Friday, January 21, 2005

Memory

I read Lileks sometimes, and I get jealous. His daughter is about the same age as mine, but his seems to be much more intellectually curious about the world, almost superhumanly smart. Maybe it's just the way he writes her.

What The Girl is good at is memorization. We'll be driving along and she'll start busting out with commercial copy and promos. "Dragontales is brought to you by a grant from the Ford Foundation and by Viewers Like You. Thank you!"

One night, she was asking to do something (I forget what). The Wife said it was too close to bedtime; maybe tomorrow. "Tomorrow?" The Girl asked, horrified.

At which point, Macbeth leapt into my head. "Tomorrow and tomorrow and tomorrow creeps in its petty pace from day to day..." I said.

And without missing a beat, The Girl says, "And all our yesterdays have lighted fools..." and trails off. I started freaking out, because although my grasp of the soliloquy is weak, that sounded really familiar. So I looked it up online, and sure enough, that line comes just a little later in the speech. I tell my wife, and we're racking our brains trying to figure out where she heard this, because they sure don't quote Shakespeare on Dora the Explorer or Ed, Edd and Eddy.
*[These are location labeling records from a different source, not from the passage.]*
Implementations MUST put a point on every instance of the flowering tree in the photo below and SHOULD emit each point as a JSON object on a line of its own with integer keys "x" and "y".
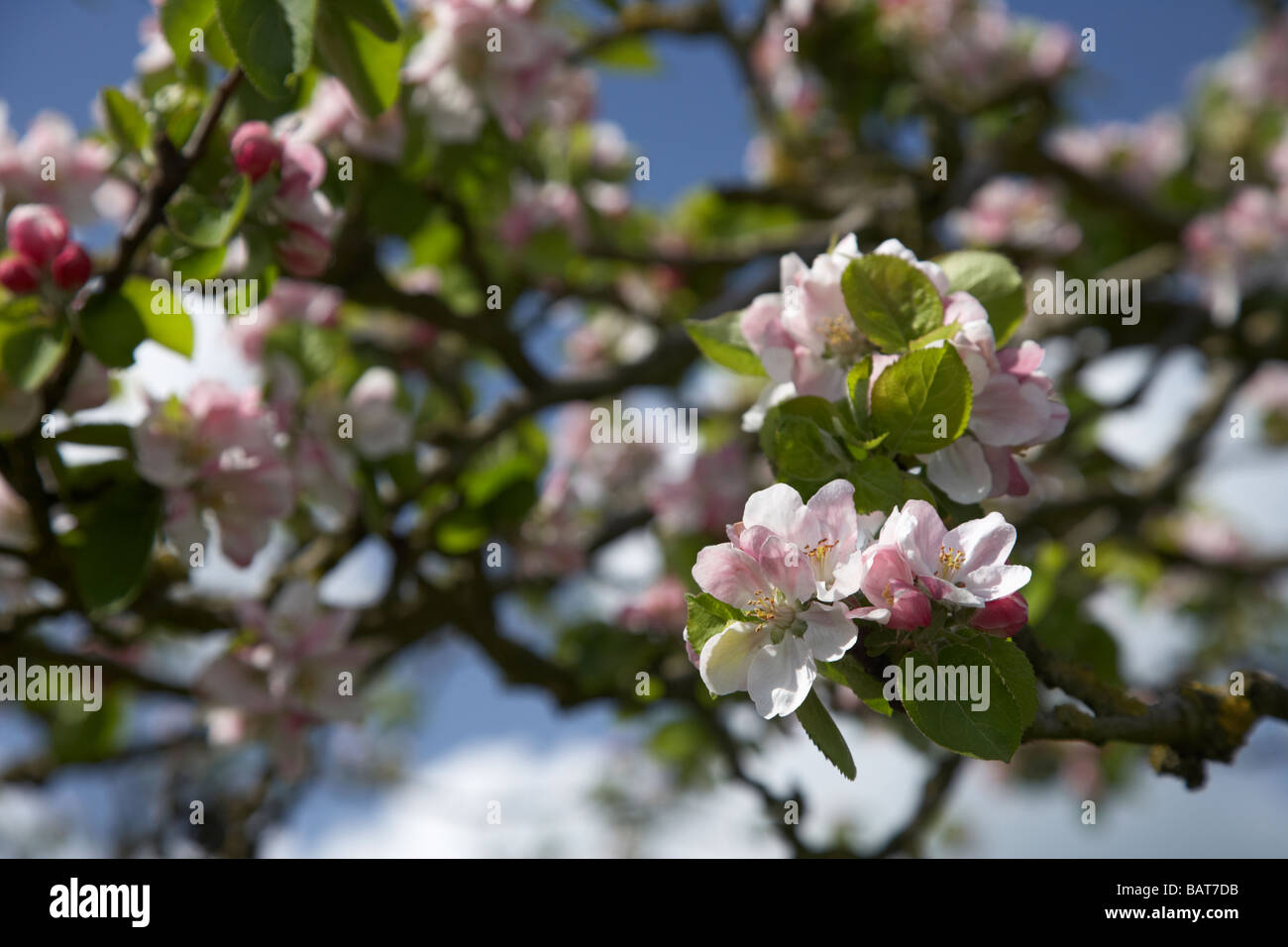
{"x": 888, "y": 489}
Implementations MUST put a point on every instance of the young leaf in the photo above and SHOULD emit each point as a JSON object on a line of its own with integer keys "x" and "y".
{"x": 995, "y": 281}
{"x": 707, "y": 616}
{"x": 360, "y": 56}
{"x": 179, "y": 18}
{"x": 125, "y": 120}
{"x": 890, "y": 300}
{"x": 204, "y": 223}
{"x": 922, "y": 399}
{"x": 720, "y": 341}
{"x": 823, "y": 732}
{"x": 853, "y": 676}
{"x": 111, "y": 547}
{"x": 273, "y": 40}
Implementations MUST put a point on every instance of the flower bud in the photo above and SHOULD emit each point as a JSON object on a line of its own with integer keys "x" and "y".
{"x": 304, "y": 252}
{"x": 38, "y": 232}
{"x": 1003, "y": 616}
{"x": 72, "y": 266}
{"x": 303, "y": 169}
{"x": 18, "y": 274}
{"x": 254, "y": 149}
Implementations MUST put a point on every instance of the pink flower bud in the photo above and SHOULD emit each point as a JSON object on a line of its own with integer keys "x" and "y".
{"x": 254, "y": 149}
{"x": 72, "y": 266}
{"x": 18, "y": 274}
{"x": 303, "y": 169}
{"x": 1003, "y": 616}
{"x": 304, "y": 252}
{"x": 37, "y": 231}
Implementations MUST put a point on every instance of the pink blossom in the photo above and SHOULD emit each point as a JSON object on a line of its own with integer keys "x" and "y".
{"x": 785, "y": 564}
{"x": 254, "y": 149}
{"x": 217, "y": 453}
{"x": 661, "y": 607}
{"x": 38, "y": 232}
{"x": 78, "y": 184}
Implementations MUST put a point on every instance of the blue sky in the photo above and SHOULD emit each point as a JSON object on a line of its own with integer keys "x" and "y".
{"x": 694, "y": 123}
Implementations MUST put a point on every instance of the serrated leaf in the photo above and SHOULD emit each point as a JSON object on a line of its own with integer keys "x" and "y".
{"x": 890, "y": 300}
{"x": 179, "y": 18}
{"x": 205, "y": 223}
{"x": 949, "y": 718}
{"x": 112, "y": 544}
{"x": 273, "y": 40}
{"x": 922, "y": 401}
{"x": 720, "y": 341}
{"x": 823, "y": 732}
{"x": 30, "y": 356}
{"x": 995, "y": 281}
{"x": 360, "y": 56}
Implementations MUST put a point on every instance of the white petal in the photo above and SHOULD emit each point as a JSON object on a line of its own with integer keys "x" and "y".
{"x": 781, "y": 677}
{"x": 828, "y": 633}
{"x": 960, "y": 471}
{"x": 726, "y": 656}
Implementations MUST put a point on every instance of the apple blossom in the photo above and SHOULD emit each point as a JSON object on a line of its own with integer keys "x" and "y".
{"x": 18, "y": 274}
{"x": 37, "y": 231}
{"x": 780, "y": 564}
{"x": 71, "y": 266}
{"x": 256, "y": 150}
{"x": 217, "y": 451}
{"x": 964, "y": 566}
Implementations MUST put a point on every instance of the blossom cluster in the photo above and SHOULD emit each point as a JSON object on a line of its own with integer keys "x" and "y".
{"x": 1016, "y": 213}
{"x": 482, "y": 58}
{"x": 809, "y": 346}
{"x": 37, "y": 236}
{"x": 804, "y": 571}
{"x": 303, "y": 209}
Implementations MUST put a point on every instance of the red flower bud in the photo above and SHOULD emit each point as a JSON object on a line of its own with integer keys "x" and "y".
{"x": 1003, "y": 616}
{"x": 18, "y": 274}
{"x": 37, "y": 231}
{"x": 304, "y": 252}
{"x": 72, "y": 266}
{"x": 254, "y": 149}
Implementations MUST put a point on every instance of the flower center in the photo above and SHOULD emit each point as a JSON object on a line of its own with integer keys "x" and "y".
{"x": 949, "y": 561}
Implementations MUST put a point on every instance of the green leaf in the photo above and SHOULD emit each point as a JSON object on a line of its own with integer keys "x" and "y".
{"x": 31, "y": 355}
{"x": 273, "y": 40}
{"x": 630, "y": 53}
{"x": 707, "y": 616}
{"x": 922, "y": 399}
{"x": 359, "y": 55}
{"x": 880, "y": 484}
{"x": 378, "y": 16}
{"x": 114, "y": 324}
{"x": 720, "y": 341}
{"x": 179, "y": 18}
{"x": 205, "y": 223}
{"x": 794, "y": 438}
{"x": 995, "y": 281}
{"x": 948, "y": 716}
{"x": 855, "y": 677}
{"x": 823, "y": 732}
{"x": 890, "y": 300}
{"x": 125, "y": 120}
{"x": 111, "y": 547}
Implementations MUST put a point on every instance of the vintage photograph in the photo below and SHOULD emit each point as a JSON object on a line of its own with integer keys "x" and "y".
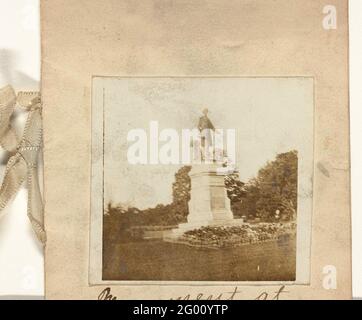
{"x": 201, "y": 179}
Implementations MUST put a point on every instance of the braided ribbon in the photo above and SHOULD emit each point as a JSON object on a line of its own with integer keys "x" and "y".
{"x": 22, "y": 165}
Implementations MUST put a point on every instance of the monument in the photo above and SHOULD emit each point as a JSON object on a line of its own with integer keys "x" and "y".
{"x": 209, "y": 204}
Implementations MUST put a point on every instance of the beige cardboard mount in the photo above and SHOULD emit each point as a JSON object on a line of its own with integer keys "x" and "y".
{"x": 164, "y": 38}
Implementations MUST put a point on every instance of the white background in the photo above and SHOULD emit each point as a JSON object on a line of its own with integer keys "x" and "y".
{"x": 21, "y": 258}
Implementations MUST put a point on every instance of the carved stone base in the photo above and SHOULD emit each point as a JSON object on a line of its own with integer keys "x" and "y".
{"x": 209, "y": 204}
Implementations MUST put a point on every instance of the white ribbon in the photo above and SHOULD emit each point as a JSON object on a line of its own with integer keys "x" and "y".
{"x": 22, "y": 165}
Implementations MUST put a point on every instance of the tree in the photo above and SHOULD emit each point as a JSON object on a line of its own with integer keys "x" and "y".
{"x": 274, "y": 188}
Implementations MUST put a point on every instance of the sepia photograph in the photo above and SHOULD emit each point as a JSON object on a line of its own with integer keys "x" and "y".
{"x": 201, "y": 179}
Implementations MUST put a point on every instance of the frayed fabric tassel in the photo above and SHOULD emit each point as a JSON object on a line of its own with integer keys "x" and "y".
{"x": 22, "y": 165}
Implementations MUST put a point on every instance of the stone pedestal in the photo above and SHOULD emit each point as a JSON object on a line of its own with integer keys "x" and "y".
{"x": 209, "y": 204}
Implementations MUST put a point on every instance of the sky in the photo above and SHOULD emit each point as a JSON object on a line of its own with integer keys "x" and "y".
{"x": 270, "y": 116}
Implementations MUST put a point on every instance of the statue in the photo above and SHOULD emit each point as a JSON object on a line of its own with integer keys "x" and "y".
{"x": 206, "y": 127}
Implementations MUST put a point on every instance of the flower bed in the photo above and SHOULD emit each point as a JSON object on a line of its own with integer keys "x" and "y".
{"x": 238, "y": 235}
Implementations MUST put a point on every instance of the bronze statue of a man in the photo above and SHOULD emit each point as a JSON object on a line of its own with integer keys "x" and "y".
{"x": 205, "y": 126}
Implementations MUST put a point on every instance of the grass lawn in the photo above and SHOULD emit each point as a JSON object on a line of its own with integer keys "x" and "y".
{"x": 159, "y": 260}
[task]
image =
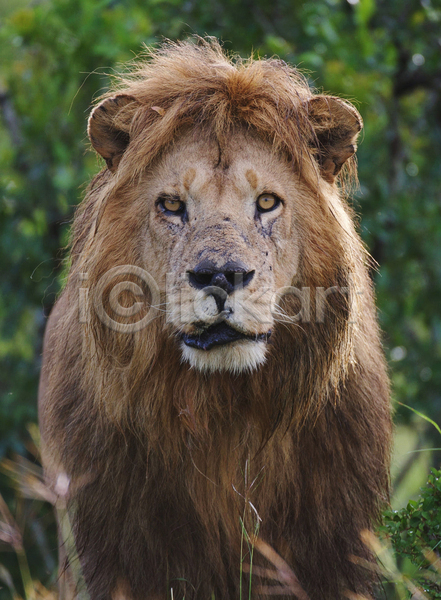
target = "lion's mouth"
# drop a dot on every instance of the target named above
(219, 335)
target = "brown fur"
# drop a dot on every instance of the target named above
(164, 461)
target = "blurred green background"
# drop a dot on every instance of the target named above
(384, 55)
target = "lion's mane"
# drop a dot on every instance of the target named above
(163, 460)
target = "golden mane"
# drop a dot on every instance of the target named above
(185, 84)
(164, 461)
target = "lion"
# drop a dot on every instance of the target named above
(213, 374)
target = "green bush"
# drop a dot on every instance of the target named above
(415, 535)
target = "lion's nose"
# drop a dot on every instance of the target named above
(229, 277)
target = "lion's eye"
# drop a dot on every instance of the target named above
(172, 205)
(267, 202)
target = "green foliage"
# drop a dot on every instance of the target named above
(415, 534)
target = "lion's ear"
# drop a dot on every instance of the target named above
(336, 124)
(109, 127)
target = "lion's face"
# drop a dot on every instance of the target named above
(220, 240)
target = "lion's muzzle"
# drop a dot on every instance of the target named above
(220, 282)
(218, 335)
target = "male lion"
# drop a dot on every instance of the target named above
(212, 371)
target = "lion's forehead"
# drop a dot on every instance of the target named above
(213, 171)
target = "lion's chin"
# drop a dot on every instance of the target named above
(237, 357)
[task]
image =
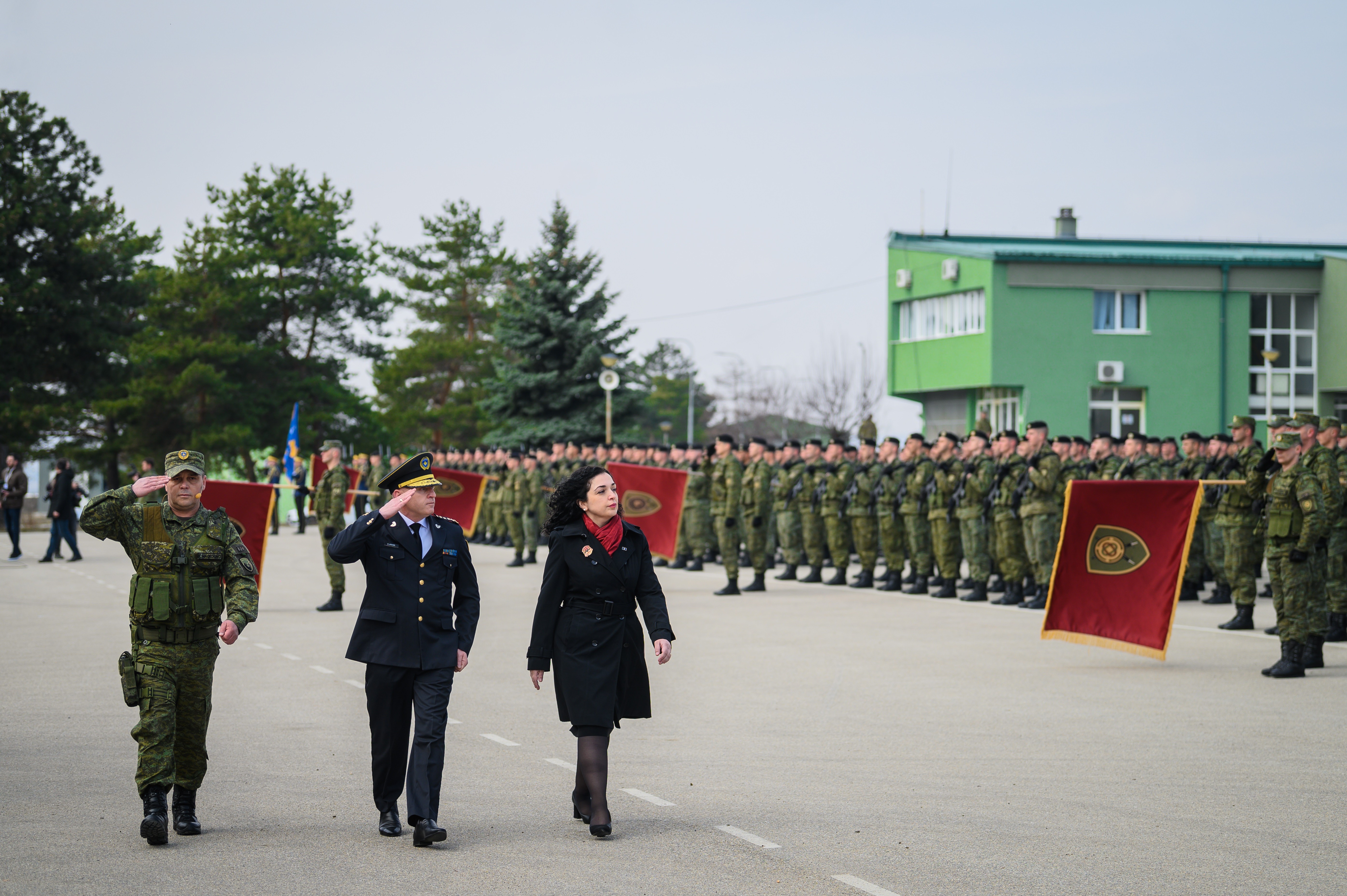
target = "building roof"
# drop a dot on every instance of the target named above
(1194, 253)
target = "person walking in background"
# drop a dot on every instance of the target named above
(15, 488)
(599, 570)
(62, 513)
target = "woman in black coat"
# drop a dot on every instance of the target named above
(599, 569)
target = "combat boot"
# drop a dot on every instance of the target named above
(1243, 620)
(1313, 654)
(864, 580)
(980, 593)
(1290, 663)
(1220, 596)
(185, 812)
(154, 828)
(946, 589)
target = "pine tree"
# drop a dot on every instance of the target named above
(553, 335)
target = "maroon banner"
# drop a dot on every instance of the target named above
(653, 499)
(1120, 564)
(248, 506)
(460, 498)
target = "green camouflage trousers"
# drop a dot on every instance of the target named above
(973, 534)
(892, 541)
(790, 535)
(840, 541)
(919, 542)
(755, 538)
(945, 542)
(728, 537)
(1008, 546)
(865, 535)
(336, 572)
(1338, 570)
(816, 537)
(1291, 588)
(1243, 558)
(174, 712)
(1040, 542)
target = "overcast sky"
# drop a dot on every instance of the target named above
(720, 154)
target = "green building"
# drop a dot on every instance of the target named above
(1114, 336)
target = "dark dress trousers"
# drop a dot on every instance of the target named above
(586, 626)
(418, 612)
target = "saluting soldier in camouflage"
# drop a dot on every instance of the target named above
(914, 510)
(837, 479)
(329, 510)
(727, 486)
(1295, 521)
(945, 526)
(787, 496)
(1040, 510)
(972, 511)
(1322, 463)
(756, 503)
(191, 569)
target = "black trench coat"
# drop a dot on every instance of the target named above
(586, 624)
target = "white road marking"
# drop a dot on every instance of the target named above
(744, 834)
(864, 886)
(648, 798)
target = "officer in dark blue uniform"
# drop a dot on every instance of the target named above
(414, 631)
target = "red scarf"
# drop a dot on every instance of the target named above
(609, 535)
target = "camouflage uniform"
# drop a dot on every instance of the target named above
(174, 631)
(329, 508)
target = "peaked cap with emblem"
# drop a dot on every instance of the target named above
(411, 473)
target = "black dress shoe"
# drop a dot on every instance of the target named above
(427, 832)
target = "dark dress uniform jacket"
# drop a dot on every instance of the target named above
(586, 624)
(418, 611)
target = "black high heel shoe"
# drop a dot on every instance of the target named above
(576, 808)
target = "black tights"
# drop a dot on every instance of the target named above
(592, 778)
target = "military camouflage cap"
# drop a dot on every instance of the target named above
(1285, 441)
(1306, 418)
(178, 461)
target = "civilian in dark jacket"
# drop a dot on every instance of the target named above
(414, 631)
(599, 569)
(64, 495)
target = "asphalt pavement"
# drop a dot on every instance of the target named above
(807, 740)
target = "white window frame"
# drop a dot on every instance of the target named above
(1267, 376)
(943, 316)
(1117, 313)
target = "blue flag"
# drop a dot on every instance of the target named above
(293, 444)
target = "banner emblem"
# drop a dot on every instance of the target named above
(638, 505)
(1116, 552)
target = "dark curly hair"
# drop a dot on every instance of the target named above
(564, 507)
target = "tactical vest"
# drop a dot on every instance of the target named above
(176, 595)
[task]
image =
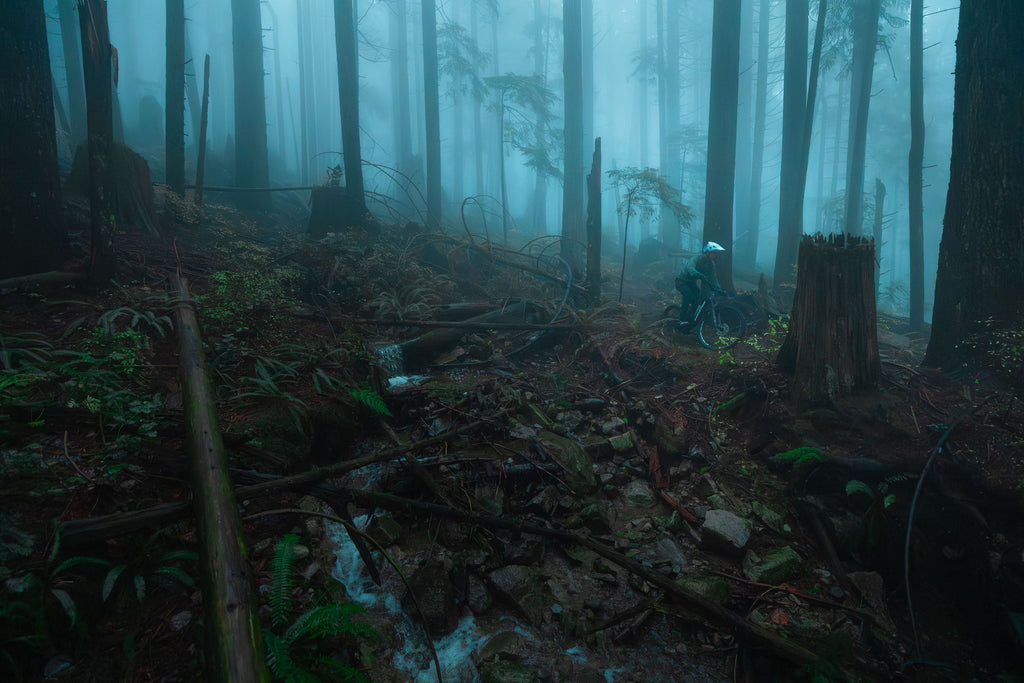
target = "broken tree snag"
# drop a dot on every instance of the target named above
(832, 347)
(233, 645)
(594, 226)
(334, 210)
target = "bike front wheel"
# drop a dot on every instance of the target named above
(723, 329)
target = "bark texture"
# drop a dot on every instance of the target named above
(981, 256)
(832, 346)
(233, 645)
(572, 189)
(251, 166)
(30, 189)
(722, 132)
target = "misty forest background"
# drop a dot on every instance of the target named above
(646, 85)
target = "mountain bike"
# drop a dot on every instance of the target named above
(718, 326)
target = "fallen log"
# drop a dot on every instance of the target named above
(473, 324)
(233, 643)
(783, 647)
(77, 532)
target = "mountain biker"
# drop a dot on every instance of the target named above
(699, 273)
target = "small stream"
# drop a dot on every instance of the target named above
(454, 651)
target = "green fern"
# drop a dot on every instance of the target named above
(372, 399)
(294, 655)
(803, 455)
(283, 580)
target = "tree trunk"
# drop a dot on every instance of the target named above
(193, 93)
(251, 167)
(71, 43)
(204, 116)
(747, 243)
(432, 104)
(744, 129)
(671, 143)
(96, 58)
(832, 346)
(587, 37)
(594, 227)
(540, 63)
(915, 166)
(572, 190)
(865, 38)
(791, 204)
(305, 75)
(233, 646)
(174, 101)
(880, 203)
(980, 282)
(348, 95)
(722, 132)
(31, 226)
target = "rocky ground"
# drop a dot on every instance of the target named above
(593, 502)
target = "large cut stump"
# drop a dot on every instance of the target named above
(132, 197)
(832, 347)
(334, 210)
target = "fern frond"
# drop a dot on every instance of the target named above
(283, 580)
(372, 399)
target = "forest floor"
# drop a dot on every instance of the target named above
(598, 502)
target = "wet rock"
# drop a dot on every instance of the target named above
(523, 587)
(621, 442)
(725, 531)
(771, 518)
(776, 567)
(385, 529)
(502, 645)
(597, 447)
(544, 503)
(638, 494)
(477, 596)
(524, 550)
(668, 550)
(572, 457)
(714, 588)
(508, 672)
(596, 516)
(612, 426)
(436, 597)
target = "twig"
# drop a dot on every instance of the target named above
(909, 519)
(74, 464)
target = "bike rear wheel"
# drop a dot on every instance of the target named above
(724, 334)
(671, 323)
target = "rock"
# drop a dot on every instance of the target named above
(621, 442)
(477, 596)
(668, 550)
(523, 587)
(435, 595)
(638, 494)
(596, 516)
(769, 517)
(612, 426)
(776, 567)
(714, 588)
(725, 531)
(508, 672)
(502, 645)
(572, 457)
(544, 503)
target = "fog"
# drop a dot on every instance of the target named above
(625, 107)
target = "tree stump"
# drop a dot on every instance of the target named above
(832, 346)
(333, 210)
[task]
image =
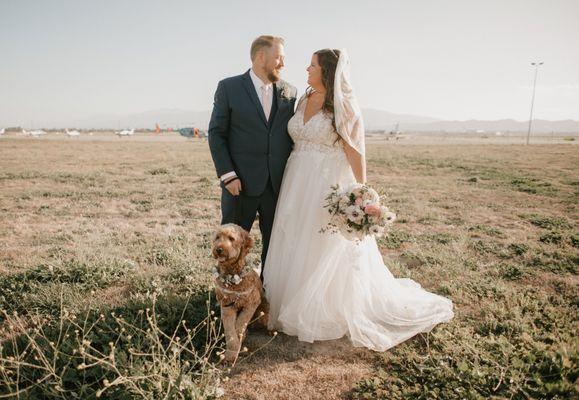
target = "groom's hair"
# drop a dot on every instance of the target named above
(264, 41)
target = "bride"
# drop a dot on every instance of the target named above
(321, 286)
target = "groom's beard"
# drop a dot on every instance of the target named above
(274, 75)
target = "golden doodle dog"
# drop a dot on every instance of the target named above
(238, 287)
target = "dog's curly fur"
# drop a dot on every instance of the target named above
(239, 301)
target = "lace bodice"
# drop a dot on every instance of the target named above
(316, 134)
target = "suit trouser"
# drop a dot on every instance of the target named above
(249, 207)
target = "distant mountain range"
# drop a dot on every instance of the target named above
(374, 120)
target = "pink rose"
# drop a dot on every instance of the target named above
(372, 209)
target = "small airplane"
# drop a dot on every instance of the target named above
(34, 133)
(125, 132)
(395, 133)
(72, 133)
(192, 133)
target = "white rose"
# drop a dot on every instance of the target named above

Finally, The Wife figures it out. In the Disney movie Oliver & Co., one of the dogs, Francis the bulldog, who fancies himself an actor, is watching Macbeth on a television set. There's a small cut of the soliloquy, with characters speaking over the actor (which explains the gaps in the words she knows). It's throwaway background action, but she memorized it just the same. Scary, scary sponge-mind, she has.